Question Time: Country Road Speed Limits

Wednesday October 24, 2018

Mr BELL (Mount Gambier) (14:59): My question is to the Minister for Transport. It is now 221 days since the election.

The SPEAKER: That is a fact introduced, member for Mount Gambier, and you know better.

Mr BELL: When will the minister increase the speed limits on the Carpenter Rocks and Port MacDonnell road back to 110 km/h, as promised in the lead-up to the 2018 election?

The SPEAKER: That is the question. Minister.

The Hon. S.K. KNOLL (Schubert—Minister for Transport, Infrastructure and Local Government, Minister for Planning) (14:59): Thank you, Mr Speaker, and I thank very much the Independent member for Mount Gambier for his question, and I do note that the question he has asked me publicly in the house today is a question he asks me almost every single day in this chamber privately. Can I say to the member for Mount Gambier, once again, what we said before the election was that we want to put the speed limits back up on country roads alongside of—

The Hon. T.J. Whetstone: Why did you drop them?

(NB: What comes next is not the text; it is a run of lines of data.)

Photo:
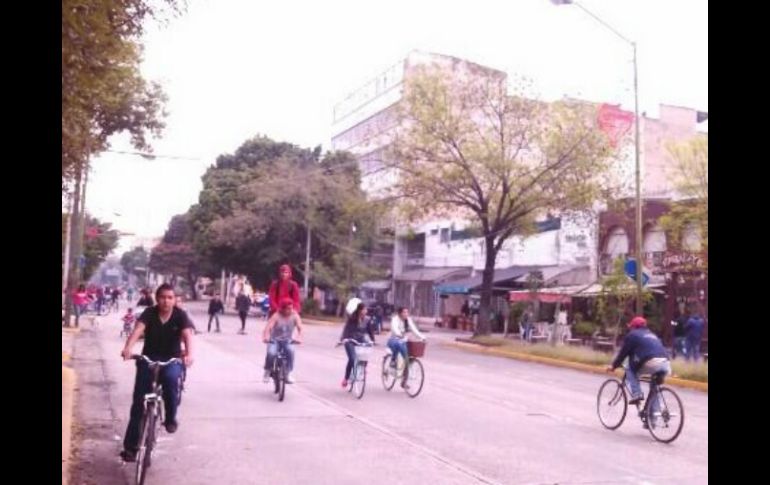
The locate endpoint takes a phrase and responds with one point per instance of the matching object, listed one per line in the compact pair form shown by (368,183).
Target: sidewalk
(68,382)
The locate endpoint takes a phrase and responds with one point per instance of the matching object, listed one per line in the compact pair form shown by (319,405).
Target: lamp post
(638,174)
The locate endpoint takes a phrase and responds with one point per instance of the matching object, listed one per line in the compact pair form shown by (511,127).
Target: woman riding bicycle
(400,324)
(357,328)
(646,356)
(278,331)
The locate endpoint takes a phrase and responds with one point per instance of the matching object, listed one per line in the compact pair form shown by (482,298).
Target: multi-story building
(437,263)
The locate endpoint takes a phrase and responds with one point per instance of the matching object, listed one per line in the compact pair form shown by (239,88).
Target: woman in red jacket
(282,288)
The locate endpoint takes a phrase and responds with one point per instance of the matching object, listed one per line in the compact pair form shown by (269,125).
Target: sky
(237,68)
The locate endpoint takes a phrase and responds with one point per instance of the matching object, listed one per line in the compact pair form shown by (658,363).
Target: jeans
(680,347)
(212,317)
(398,346)
(350,349)
(650,367)
(272,352)
(169,379)
(693,349)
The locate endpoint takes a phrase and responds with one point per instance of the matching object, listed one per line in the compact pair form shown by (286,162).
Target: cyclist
(400,324)
(128,321)
(357,328)
(284,287)
(646,356)
(279,331)
(165,327)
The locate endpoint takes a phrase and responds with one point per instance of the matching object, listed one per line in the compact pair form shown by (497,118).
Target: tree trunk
(193,287)
(483,327)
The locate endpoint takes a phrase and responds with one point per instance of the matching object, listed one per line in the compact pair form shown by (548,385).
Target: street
(479,419)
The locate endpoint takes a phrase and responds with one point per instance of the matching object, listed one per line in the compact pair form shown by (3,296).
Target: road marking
(423,449)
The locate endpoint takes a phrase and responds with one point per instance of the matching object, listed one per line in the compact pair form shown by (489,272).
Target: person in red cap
(279,331)
(283,287)
(646,356)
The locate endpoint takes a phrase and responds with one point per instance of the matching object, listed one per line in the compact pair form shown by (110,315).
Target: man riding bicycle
(400,324)
(165,327)
(278,332)
(646,356)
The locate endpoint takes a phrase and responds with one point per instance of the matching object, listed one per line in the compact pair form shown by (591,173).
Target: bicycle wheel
(359,380)
(388,372)
(665,415)
(143,459)
(281,380)
(416,377)
(611,404)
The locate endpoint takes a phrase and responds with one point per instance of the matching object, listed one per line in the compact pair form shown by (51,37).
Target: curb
(674,381)
(68,380)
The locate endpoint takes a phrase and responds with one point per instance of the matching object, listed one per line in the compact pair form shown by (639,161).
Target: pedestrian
(526,326)
(680,336)
(115,297)
(242,304)
(79,303)
(215,308)
(284,287)
(165,327)
(693,334)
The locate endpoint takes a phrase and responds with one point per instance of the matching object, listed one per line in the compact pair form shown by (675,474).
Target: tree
(175,255)
(103,91)
(257,204)
(466,148)
(136,262)
(686,223)
(100,241)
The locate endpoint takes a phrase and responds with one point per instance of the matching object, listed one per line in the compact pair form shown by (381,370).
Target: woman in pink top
(79,302)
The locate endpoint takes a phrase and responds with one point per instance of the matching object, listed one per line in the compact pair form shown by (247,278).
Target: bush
(311,307)
(584,328)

The SPEAKER: The Minister for Primary Industries is warned.

The Hon. S.K. KNOLL: —reinvesting in country roads—

The Hon. T.J. Whetstone interjecting:

The SPEAKER: The Minister for Primary Industries is warned for a second and final time. I ask the Minister for Primary Industries to please be quiet so that I can hear his colleague answer the question.

Members interjecting:

The SPEAKER: The Minister for Primary Industries and the member for Lee, if you are going to continue arguing, please do so outside the chamber.

The Hon. S.K. KNOLL: What I am really excited to talk to the member for Mount Gambier about is the investment that this government is making in and around his electorate in the South-East of South Australia in relation to the Penola bypass, in relation to Clay Wells Road, in relation to a whole series of promises that we are undertaking in his electorate, including recent upgrades that have been undertaken on the roads he has mentioned in his question.

The answer is that once the roads are in a significantly good enough condition by reinvesting them through our Royalties for Regions scheme, and they are considered safe for a higher speed limit, we will be putting the speed limit back up.